The curriculum in the university wanted to emphasize the bilingual and bicultural environment the students lived in and to work with local communities. In many high schools with a high Latino population, they had a model named “La Familia” which is when the teacher has a close relationship with students. They treat their students as if they were family members of their own. The motto “University-without-walls” meant that students had no real classes, and instead had projects that will be presented to a board. With these projects, students will have a faculty that they will report to and will be given guidance based on their progress. These projects will be used in the community and many of the assignments involve the community. They also learn about Mexican Americans and their contributions to American history. At its peak, there were over 500 students enrolled in the university. The tuition was kept at a low cost because they wanted students who could not afford to go to college, be able to enroll a university that gave them the support and resources that they needed. Many of the students lived in poor communities that had very little resources to support them.

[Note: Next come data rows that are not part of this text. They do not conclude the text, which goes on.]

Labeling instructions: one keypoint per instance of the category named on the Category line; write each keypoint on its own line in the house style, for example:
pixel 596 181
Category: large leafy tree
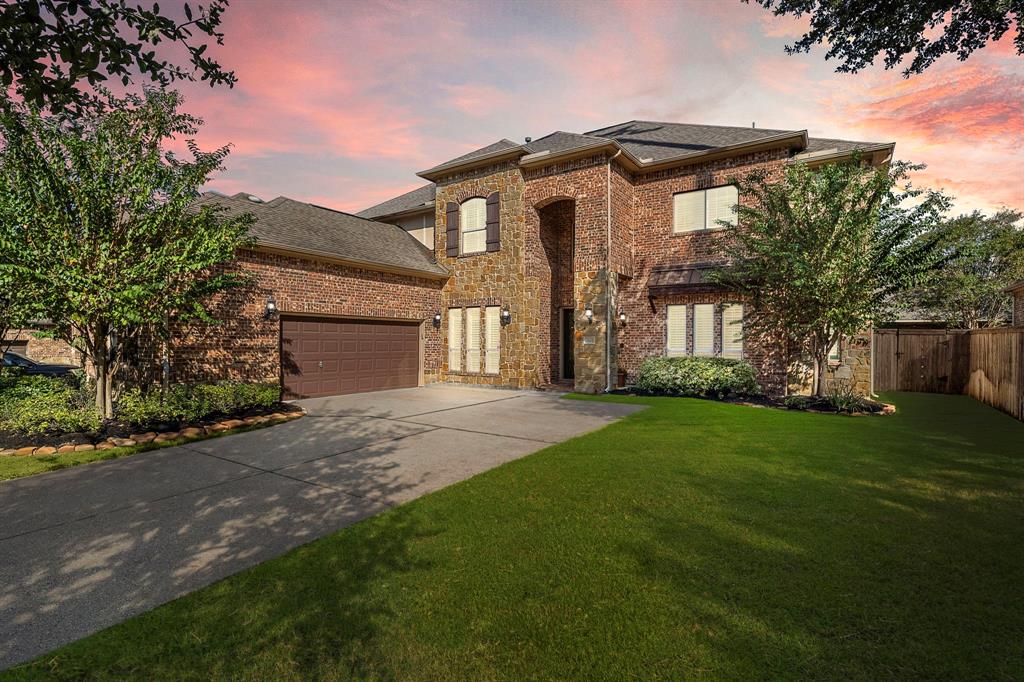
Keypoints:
pixel 858 31
pixel 820 253
pixel 98 221
pixel 985 255
pixel 49 49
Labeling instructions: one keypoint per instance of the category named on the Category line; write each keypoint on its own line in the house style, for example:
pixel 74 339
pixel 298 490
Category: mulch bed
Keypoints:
pixel 115 429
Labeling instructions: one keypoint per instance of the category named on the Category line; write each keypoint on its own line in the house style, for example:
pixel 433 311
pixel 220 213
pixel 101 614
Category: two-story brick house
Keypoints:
pixel 565 259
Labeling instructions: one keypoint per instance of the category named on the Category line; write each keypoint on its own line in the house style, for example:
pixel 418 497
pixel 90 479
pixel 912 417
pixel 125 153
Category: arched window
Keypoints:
pixel 473 225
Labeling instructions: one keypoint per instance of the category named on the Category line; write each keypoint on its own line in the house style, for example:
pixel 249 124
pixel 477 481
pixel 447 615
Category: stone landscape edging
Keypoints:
pixel 188 433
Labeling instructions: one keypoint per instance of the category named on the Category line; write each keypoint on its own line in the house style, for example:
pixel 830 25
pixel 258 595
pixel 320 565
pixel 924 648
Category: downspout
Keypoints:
pixel 608 329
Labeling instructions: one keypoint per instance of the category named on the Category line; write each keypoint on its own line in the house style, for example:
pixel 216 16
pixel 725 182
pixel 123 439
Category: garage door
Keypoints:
pixel 335 356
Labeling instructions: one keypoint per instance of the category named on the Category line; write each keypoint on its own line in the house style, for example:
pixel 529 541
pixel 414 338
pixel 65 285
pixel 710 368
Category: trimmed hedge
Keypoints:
pixel 697 377
pixel 32 403
pixel 190 402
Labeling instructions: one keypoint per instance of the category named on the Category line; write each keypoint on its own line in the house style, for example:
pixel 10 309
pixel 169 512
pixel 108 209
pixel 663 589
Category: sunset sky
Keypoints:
pixel 341 102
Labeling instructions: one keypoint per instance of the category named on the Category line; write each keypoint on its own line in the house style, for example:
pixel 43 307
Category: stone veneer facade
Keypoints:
pixel 579 233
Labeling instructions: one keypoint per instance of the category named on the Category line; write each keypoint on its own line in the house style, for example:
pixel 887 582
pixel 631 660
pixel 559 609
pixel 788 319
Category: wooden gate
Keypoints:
pixel 926 359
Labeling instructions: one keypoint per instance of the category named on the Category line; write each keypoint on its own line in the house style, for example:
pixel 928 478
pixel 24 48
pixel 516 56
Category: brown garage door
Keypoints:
pixel 335 356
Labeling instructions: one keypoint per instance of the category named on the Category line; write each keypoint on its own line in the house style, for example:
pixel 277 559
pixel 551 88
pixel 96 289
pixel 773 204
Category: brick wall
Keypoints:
pixel 245 346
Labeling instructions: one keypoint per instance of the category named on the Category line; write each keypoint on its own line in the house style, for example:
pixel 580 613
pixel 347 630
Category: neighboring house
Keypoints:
pixel 564 260
pixel 27 342
pixel 1017 291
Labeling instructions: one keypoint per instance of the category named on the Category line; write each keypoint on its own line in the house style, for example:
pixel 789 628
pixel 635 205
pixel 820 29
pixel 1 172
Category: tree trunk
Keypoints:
pixel 820 363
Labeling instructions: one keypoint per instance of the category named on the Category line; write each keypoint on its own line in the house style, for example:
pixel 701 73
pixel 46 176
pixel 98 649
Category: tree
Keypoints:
pixel 49 48
pixel 820 253
pixel 985 255
pixel 857 31
pixel 99 223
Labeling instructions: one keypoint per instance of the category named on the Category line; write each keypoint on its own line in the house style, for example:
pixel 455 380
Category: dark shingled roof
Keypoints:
pixel 417 199
pixel 657 141
pixel 682 279
pixel 302 227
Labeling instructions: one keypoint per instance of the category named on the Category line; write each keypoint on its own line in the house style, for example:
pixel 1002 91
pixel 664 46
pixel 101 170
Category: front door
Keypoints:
pixel 568 335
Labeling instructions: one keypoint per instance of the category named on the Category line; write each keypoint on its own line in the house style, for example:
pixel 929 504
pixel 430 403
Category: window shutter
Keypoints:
pixel 732 330
pixel 473 340
pixel 494 223
pixel 455 340
pixel 704 329
pixel 452 229
pixel 676 337
pixel 493 337
pixel 688 212
pixel 720 205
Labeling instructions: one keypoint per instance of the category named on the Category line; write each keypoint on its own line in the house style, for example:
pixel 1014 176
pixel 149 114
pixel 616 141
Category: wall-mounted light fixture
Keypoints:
pixel 270 309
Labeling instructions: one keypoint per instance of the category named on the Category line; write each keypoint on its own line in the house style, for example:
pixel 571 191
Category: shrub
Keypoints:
pixel 36 405
pixel 699 377
pixel 189 402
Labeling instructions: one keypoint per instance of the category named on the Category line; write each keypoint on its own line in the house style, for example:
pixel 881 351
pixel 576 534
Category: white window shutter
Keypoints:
pixel 732 330
pixel 720 205
pixel 455 340
pixel 676 338
pixel 493 337
pixel 704 329
pixel 473 340
pixel 688 212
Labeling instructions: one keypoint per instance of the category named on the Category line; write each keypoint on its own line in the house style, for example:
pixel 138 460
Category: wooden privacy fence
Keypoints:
pixel 985 364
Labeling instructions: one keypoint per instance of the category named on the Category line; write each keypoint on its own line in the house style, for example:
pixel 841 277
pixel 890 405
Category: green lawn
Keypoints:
pixel 693 539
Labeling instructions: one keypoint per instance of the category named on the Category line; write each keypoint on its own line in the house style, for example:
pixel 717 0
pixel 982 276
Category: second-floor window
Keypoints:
pixel 704 209
pixel 473 225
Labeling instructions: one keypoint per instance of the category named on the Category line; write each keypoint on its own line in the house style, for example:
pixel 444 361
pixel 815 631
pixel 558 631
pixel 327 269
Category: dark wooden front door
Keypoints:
pixel 337 356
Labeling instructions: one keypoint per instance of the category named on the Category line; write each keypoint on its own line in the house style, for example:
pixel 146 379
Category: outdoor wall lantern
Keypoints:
pixel 271 308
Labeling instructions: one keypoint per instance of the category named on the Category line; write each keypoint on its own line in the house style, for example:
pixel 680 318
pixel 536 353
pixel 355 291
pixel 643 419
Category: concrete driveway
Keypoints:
pixel 85 548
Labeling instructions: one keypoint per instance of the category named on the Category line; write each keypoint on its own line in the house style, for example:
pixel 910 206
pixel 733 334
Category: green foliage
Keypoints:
pixel 857 32
pixel 36 405
pixel 190 402
pixel 985 256
pixel 49 49
pixel 100 223
pixel 821 253
pixel 700 377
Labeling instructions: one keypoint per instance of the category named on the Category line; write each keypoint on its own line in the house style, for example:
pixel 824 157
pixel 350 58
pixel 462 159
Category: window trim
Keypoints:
pixel 462 226
pixel 707 227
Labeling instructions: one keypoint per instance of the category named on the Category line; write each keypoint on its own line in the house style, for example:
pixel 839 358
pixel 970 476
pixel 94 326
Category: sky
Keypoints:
pixel 340 103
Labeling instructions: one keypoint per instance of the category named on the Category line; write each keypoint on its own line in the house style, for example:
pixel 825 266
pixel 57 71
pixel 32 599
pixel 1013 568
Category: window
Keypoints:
pixel 493 337
pixel 455 340
pixel 473 225
pixel 704 329
pixel 704 208
pixel 732 330
pixel 676 338
pixel 473 340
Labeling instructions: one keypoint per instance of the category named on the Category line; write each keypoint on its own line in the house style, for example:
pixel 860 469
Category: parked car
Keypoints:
pixel 32 367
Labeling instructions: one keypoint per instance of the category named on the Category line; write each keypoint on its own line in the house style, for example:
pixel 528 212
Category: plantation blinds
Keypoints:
pixel 704 329
pixel 455 340
pixel 473 340
pixel 493 336
pixel 473 224
pixel 676 338
pixel 704 208
pixel 732 330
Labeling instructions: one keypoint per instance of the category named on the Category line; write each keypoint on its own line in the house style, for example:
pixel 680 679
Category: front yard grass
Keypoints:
pixel 693 539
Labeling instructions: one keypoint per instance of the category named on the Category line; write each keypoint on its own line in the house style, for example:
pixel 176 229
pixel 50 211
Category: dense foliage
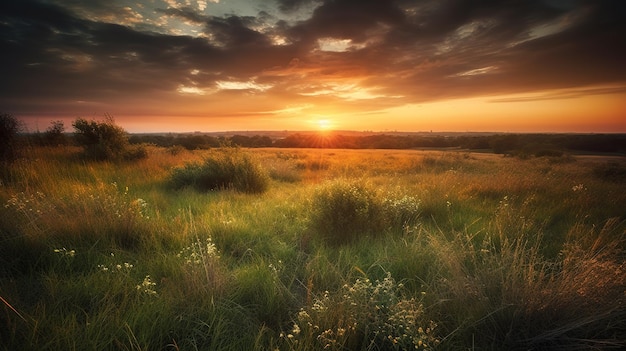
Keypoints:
pixel 104 140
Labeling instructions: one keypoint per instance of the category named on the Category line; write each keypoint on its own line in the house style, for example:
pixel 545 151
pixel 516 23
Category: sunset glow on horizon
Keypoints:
pixel 185 66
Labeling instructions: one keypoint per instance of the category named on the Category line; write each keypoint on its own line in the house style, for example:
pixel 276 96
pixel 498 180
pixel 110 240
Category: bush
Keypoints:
pixel 105 140
pixel 228 168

Juarez-Lincoln kept its affiliation with Antioch which had a long-standing affiliation with UREHE, the Union for Research and Experimentation in Higher Education. UREHE member institutions were at the forefront of curricular and educational model delivery changes in U.S. institutions of higher learning. Among those changes were the recognition that adult members of society could return to college and receive college level credit for equivalent work experiences. Other variants of the traditional delivery model included the incorporation of supervised independent study and research, and competency based college level learning. Juarez-Lincoln was also the creator and sponsor of a Migrant Education Clearinghouse. They also supported other projects such as a Chicana Leadership Development group and the League of United Chicano Artists (LUCHA) which held art expositions at the center.

== Legacy ==
In 1979, Antioch College pulled their funding from Juarez–Lincoln University leading to its closure. Groups such as the League of Chicano Artists (LUCHA) and Mujeres Artistas del Suroeste will continue to use the building for art events. They will be using it for the next couple of years. In 1980, the real estate owners decide to announce the demolishing of the university to build a new office building. The neighborhood was against and tried to take it to court to resolve the issue and turn it into a neighborhood center but was unsuccessful. In 1983, the building was demolished, and the location of the university has been turned into an office building. Years later, they demolished the office building and turned it into an IHOP. This was a blow to the Latino community because of how easy it was for something that they saw as a historical site be destroyed. This is one of the only institutions that many Mexican Americans believed that could help the youth and support them in achieving their academic goals. For something to be destroyed so easily, it showed that the government and the city did not care for them. Raul Valdez has claimed that an event like the demolition is a sign of gentrification in Austin and that the displacement of Mexican Americans is making them lose their cultural identity. This university has been forgotten by the community in Austin and many of its history has disappeared into small articles reminiscing about the impact that it once had in this city.